If you’ve been in the outsource industry for more than five minutes you probably know that buyer-seller relationships are, well, complicated. And just when you think you have the collaboration thing nailed, more complications can ensue.
Verónica H. Villena (assistant professor of supply chain, Pennsylvania State University), Elena Revilla (professor of operations, Instituto de Empresa Business School), and Thomas Y. Choi (professor of supply chain management at Arizona State University), in a 2010 Journal of Operations Management article, found that there’s both a bright and a dark side to highly collaborative relationships.
First: I want to say kudos to the trio for their work to define the term “social capital.” They define social capital as a value asset stemming from access to resources made available through social relationships across three dimensions: cognitive (e.g., shared culture and goals), relational (e.g., trust, friendship, respect, and reciprocity), and structural (e.g., social ties).
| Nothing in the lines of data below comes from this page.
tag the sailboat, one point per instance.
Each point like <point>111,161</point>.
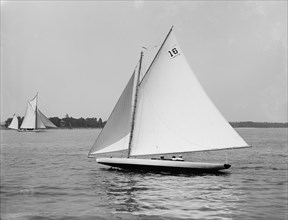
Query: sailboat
<point>163,112</point>
<point>14,123</point>
<point>34,119</point>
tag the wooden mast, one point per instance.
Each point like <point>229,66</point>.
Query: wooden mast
<point>157,54</point>
<point>135,104</point>
<point>36,111</point>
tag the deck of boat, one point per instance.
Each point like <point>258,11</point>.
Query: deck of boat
<point>162,165</point>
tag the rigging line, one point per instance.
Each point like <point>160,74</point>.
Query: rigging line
<point>158,52</point>
<point>159,116</point>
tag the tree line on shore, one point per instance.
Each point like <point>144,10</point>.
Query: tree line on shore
<point>68,122</point>
<point>251,124</point>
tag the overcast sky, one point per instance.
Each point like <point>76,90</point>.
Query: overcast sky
<point>79,55</point>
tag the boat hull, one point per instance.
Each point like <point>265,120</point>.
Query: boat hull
<point>161,165</point>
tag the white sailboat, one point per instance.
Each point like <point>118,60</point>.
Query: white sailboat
<point>166,111</point>
<point>14,123</point>
<point>34,119</point>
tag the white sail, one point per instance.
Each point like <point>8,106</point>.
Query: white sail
<point>34,118</point>
<point>29,118</point>
<point>174,114</point>
<point>14,123</point>
<point>115,135</point>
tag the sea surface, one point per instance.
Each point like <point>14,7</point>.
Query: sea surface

Villena, Revilla and Choi show that each of these social capital components have the power to positively influence performance outcomes.
Their findings show:
- The strength of social relations (relational capital) has a higher marginal effect on performance than the frequency and diversity of contacts (structural capital)
- A shared vision (cognitive capital) has a positive linear relationship with performance.
Our work at the University of Tennessee – while taking a completely different approach – aligns nicely with Villena, Revilla and Choi’s findings, because the Vested methodology seeks to embed these three aspects of social capital in the physical architecture of an agreement with the conscious goal to improve performance. For example, “cognitive capital” via a shared vision and “relational capital” via a formally agreed statement of intent to define social expected norms and trust building behaviors is embedded in a Vested agreement by creating a formal shared vision/statement of intent up front in the contract. “Structural capital” is also built into an agreement with Vested’s Element #7, the relationship management component of governance.
Now let’s turn the “dark” side of highly collaborative relationships. It’s this part of their work that I find very interesting because it is so different from my work. Their findings uncover a “paradox” surrounding social capital: “it can improve performance, but it can also hurt performance.” Villena, Revilla and Choi’s results confirmed there is “an inverted curvilinear relationship between social capital and performance.” Or in other words a rise, then a gentle fall. They also state that buyers should expect that when they are working with a collaborative supplier to achieve operational benefits they will reach the point of diminishing returns faster than when they are pursuing strategic benefits.
Villena, Revilla and Choi’s research points out that organisations moving to highly collaborative relationships may see diminishing returns in three ways: loss of objectivity, opportunistic behaviours, and poor or clouded decision-making.
The question is how can a buying firm can best prepare for the dark side? Let’s address each one.
First: opportunistic behaviour. I love the work Nobel Laureate Oliver Williamson has done around understanding how to prevent opportunistic behavior in contracting. Williamson’s advice is to seek economic mutual advantage, predicted alignment, and proper safeguards that have the power to prevent opportunisms. In other words: create win-win economics where both parties win together and lose together that encourage continued cooperative behaviours. (For more advice and tips, download the Vested white paper, “Unpacking Oliver- Ten Lessons to Improve Collaborative Outsourcing”.)
Next: loss of objectively and poor or cloudy decision-making. These issues can be addressed within a proper governance structure. Consciously building a governance structure that is based on insight, versus oversight, and putting in sound structural components and processes will prevent the loss of objectivity and poor decision-making.
Again, kudos for Villena, Revilla and Choi for helping draw attention to the bright and dark sides of highly collaborative relationships. My tip? Don’t collaborate simply for the sake of collaboration; collaborate with a purpose by creating well-structured Vested agreements where the buyer and supplier are truly Vested in each other’s success. Having a properly structured outsourcing agreement is your best defense for preventing the “dark” side of collaboration. And it is what has kept many of McDonald’s supplier relationships strong for decades, the P&G/Jones Lang LaSalle relationship going for 11 years, and the Microsoft/Accenture OneFinance going for eight years.